No. 17 – Virginia Cavaliers
- Position: Center
- League: Atlantic Coast Conference

Personal information
- Born: 14 August 2005 (age 20) Cloppenburg, Germany
- Listed height: 7 ft 0 in (2.13 m)
- Listed weight: 238 lb (108 kg)

Career information
- College: Virginia (2025–present)
- Playing career: 2024–present

Career history
- 2024–2025: Rasta Vechta
- 2024–2025: →Rasta Vechta II

= Johann Grünloh =

German college basketball player

Johann Grünloh (born 14 August 2005) is a German college basketball player for the Virginia Cavaliers of the Atlantic Coast Conference (ACC).

==Early career==
Grünloh played for Rasta Vechta of the Basketball Bundesliga and the club's ProA team, Rasta Vechta II, during the 2024–2025 season. He averaged 8.5 points, 5.5 rebounds, and 1.8 blocks per game over 33 games between the two teams.

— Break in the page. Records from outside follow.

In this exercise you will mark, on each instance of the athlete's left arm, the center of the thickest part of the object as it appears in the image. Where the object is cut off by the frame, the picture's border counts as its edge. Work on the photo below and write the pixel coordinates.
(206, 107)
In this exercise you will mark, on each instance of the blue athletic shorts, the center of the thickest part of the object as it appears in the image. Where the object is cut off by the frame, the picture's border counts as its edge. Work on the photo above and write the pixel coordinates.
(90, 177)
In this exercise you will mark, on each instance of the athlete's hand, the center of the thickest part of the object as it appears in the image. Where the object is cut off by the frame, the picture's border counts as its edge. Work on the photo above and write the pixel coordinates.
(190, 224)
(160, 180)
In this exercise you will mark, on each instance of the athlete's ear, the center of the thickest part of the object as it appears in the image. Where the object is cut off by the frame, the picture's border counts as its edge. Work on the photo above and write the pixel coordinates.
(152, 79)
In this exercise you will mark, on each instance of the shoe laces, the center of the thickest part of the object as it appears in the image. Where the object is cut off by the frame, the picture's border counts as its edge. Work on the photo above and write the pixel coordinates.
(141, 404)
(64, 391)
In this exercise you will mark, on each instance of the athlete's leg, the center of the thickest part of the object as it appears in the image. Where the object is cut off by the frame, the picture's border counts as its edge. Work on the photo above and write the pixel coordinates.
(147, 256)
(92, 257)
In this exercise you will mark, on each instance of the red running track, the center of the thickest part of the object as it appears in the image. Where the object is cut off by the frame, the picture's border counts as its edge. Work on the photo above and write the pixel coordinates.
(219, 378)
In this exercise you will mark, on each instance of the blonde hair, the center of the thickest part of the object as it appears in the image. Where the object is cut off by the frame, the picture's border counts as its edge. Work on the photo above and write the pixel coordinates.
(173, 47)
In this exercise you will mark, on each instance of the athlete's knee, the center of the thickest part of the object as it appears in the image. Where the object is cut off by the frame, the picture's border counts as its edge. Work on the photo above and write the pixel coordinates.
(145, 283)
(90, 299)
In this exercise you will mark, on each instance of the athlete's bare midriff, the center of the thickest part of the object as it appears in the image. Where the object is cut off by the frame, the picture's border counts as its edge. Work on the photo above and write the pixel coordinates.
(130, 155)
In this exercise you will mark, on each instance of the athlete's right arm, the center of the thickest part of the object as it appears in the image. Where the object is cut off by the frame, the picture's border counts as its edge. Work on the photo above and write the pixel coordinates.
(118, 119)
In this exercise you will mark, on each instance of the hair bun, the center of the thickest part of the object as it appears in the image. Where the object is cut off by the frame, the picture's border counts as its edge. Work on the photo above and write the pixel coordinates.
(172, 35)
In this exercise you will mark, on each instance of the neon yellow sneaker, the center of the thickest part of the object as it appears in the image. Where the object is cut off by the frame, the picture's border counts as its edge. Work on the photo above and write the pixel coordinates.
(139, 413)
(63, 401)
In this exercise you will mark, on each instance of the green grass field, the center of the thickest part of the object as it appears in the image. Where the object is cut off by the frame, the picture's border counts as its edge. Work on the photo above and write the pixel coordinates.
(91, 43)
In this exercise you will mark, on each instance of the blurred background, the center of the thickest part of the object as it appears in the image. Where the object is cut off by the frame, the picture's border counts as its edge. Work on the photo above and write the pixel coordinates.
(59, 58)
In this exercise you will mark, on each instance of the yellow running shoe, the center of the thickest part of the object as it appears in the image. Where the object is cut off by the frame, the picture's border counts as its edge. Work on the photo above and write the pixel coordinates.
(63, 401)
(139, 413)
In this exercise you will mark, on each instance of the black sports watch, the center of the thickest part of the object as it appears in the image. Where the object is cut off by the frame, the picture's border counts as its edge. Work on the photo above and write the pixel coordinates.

Grünloh was originally considered a possible second-round prospect from the 2025 NBA Draft, but he opted not to declare.

==College career==
Grünloh committed to playing college basketball in the United States for Virginia.

==National team career==
Grünloh was a member of the Germany under-16 national team for the 2021 FIBA U16 European Challengers and also was a member Germany under-18 national team for the 2023 and 2025 FIBA U18 EuroBasket.